For the past several years, the so-called cloud has been gaining popularity. This refers to systems that are set up and maintained on the servers of an external provider, who takes care not only of servicing but also of the maintenance and development of the software. The popularity of this model stemmed not only from the wide range of suppliers offering such solutions, who, by providing a comprehensive package, could more easily optimize their margins and manage product development. The key was how well it aligned with customer needs.
'Cloud' software offered the tempting convenience of offloading responsibility for the system's infrastructure from one's own IT structures. Therefore, both purchasing departments and those involved in business process execution within companies repeatedly chanted 'SaaS' in its various forms, like a mantra. This was true in both the private sector and public sector organizations, where the move to the cloud offered the same benefits but faced significantly more legal restrictions.
Despite its undeniable advantages, one rather crucial issue for business continuity and security remained somewhat in the shadows. If we adopt a solution and become dependent on its benefits, we need to know how to operate when someone 'pulls the plug.' The answer to this question, for specialists in new technology law, has a name – exit strategy.
Why do we need an exit strategy?
The way software is sold in the SaaS model is quite standardized. The seller has a ready-made solution that they offer to the client, most often as a so-called 'box' or 'boxed' solution. This could be a general ERP system or software to handle a specific process, but it usually has a predefined scope of functionality and customization options. The more customization and data exchange with other systems in the company (or databases), the longer the implementation takes because the scope of integration needs to be planned. The standard terms and conditions and agreements proposed by the provider define all the basic elements of using the system, including the scope of system availability.
The question may naturally arise: if we are buying an 'off-the-shelf' solution, why do we need to plan for decommissioning such software?
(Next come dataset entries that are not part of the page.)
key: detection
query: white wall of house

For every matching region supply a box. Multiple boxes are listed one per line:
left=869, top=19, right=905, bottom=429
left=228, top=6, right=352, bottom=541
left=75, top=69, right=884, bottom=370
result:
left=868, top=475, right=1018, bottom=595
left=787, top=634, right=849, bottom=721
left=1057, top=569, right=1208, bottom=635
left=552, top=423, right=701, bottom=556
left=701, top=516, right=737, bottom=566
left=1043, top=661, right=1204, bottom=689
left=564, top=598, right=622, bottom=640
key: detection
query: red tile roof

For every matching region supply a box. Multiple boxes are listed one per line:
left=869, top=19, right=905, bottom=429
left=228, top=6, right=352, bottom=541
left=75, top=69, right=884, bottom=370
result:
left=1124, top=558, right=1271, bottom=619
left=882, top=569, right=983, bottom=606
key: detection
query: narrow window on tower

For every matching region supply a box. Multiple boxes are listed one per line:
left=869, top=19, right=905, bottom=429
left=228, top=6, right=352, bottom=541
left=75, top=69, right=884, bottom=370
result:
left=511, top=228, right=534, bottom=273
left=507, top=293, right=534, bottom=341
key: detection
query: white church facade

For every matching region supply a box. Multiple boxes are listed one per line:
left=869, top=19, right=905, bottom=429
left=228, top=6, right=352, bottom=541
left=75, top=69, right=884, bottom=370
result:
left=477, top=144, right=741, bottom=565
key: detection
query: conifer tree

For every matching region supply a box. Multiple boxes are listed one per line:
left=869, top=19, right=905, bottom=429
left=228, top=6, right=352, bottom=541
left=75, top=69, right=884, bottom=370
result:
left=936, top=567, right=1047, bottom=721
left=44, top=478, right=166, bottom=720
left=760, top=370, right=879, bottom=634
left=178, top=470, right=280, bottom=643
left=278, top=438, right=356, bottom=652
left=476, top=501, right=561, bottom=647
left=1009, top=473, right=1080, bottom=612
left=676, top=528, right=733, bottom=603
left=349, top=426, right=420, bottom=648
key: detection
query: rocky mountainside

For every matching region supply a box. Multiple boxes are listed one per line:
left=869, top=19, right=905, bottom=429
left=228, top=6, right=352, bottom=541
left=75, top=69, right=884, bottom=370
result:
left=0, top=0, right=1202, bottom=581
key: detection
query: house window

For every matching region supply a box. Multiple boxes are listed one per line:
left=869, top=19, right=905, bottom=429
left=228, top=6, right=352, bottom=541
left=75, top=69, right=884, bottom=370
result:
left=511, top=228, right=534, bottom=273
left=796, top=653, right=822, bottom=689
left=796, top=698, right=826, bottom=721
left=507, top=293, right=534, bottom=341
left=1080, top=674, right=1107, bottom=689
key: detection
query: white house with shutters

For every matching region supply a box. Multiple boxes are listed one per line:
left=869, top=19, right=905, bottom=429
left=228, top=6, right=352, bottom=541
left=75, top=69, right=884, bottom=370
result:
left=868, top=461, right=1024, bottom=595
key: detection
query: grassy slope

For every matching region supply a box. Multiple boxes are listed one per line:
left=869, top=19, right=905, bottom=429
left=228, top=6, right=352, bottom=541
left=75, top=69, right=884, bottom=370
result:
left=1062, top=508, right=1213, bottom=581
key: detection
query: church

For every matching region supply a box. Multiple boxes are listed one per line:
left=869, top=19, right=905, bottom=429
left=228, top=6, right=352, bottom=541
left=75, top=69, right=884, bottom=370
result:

After all, if we turned it on, we can simply turn it off, i.e., deactivate access and turn on another system. It sounds deceptively simple, but in practice, it isn't. This is because every system operates on data that we enter into it, store within it, and further process. With our own infrastructure, we have control over where and for how long this data resides. By operating in a system managed by third parties, we pay for the convenience of use with a loss of control. Therefore, an exit strategy, which should be understood as a description of the actions to be taken by both the system provider and the company using the SaaS, is a guarantee of a smooth migration.
Where does creating an exit strategy begin?
Before deciding to purchase SaaS, companies should ask themselves several questions about what using such software will look like in their daily operations and how deeply it will become embedded in their business. They need to allow for answers to questions such as:
- is data uploaded to the system or retrieved in real-time and saved to a database on a local server,
- what happens to the data entered into the system when the subscription ends,
- who oversees the configuration of the system's API for other company solutions,
- does the provider perform backups of the SaaS software, and what is their scope and retention period,
- what are the ways to terminate the agreement for access to the system, and how much time will there be for migration to another solution,
- do we have another alternative solution, or will we need to start the purchasing procedure if the subscription ends.
It seems simple, right? However, formulating the appropriate clauses in agreements regarding the purchase of systems is difficult. On the one hand, this is because they need to be properly incorporated into the already prepared content in the provider's standard agreement. On the other hand, the provider may resist disclosing detailed information about the infrastructure configuration for security reasons. Especially since, in the SaaS model, responsibility for the code should lie entirely with the provider (if you are interested in this topic, I invite you to read the article on responsibility for the code).
Therefore, the agreement should include clauses absolutely necessary to ensure proper cooperation between the parties upon termination of the collaboration. Minimum content, maximum effect – such an outcome is possible if the purchasing team has relevant experience in such matters.
What if we cannot negotiate the terms of the SaaS agreement?
Depending on the form of business operation, it is ultimately the management or the owner of the company who decides whether to accept the risk of adopting a particular technology. This is true both for companies that operate based on management systems built according to ISO standards (where the management's responsibility for accepting risks and opportunities is literally written in the system documentation) and for the rest of the market that operates only within the framework of the Commercial Companies Code and in accordance with the principles of civil law.
This means that when choosing a specific product, the first step is to check whether the issues of terminating the collaboration are detailed in the documents presented by the seller. If not, the decision to enter into cooperation must be preceded by determining whether the provider will engage in discussions and make changes to their standard documents. As we know, BIG TECH companies do not negotiate with small clients, if with anyone at all.
Should we not implement a system for which the provider has not established an exit strategy with us? Of course not. But all the work rests on the buyer, who must independently plan their actions related to the termination of cooperation and analyze the associated risks for their business.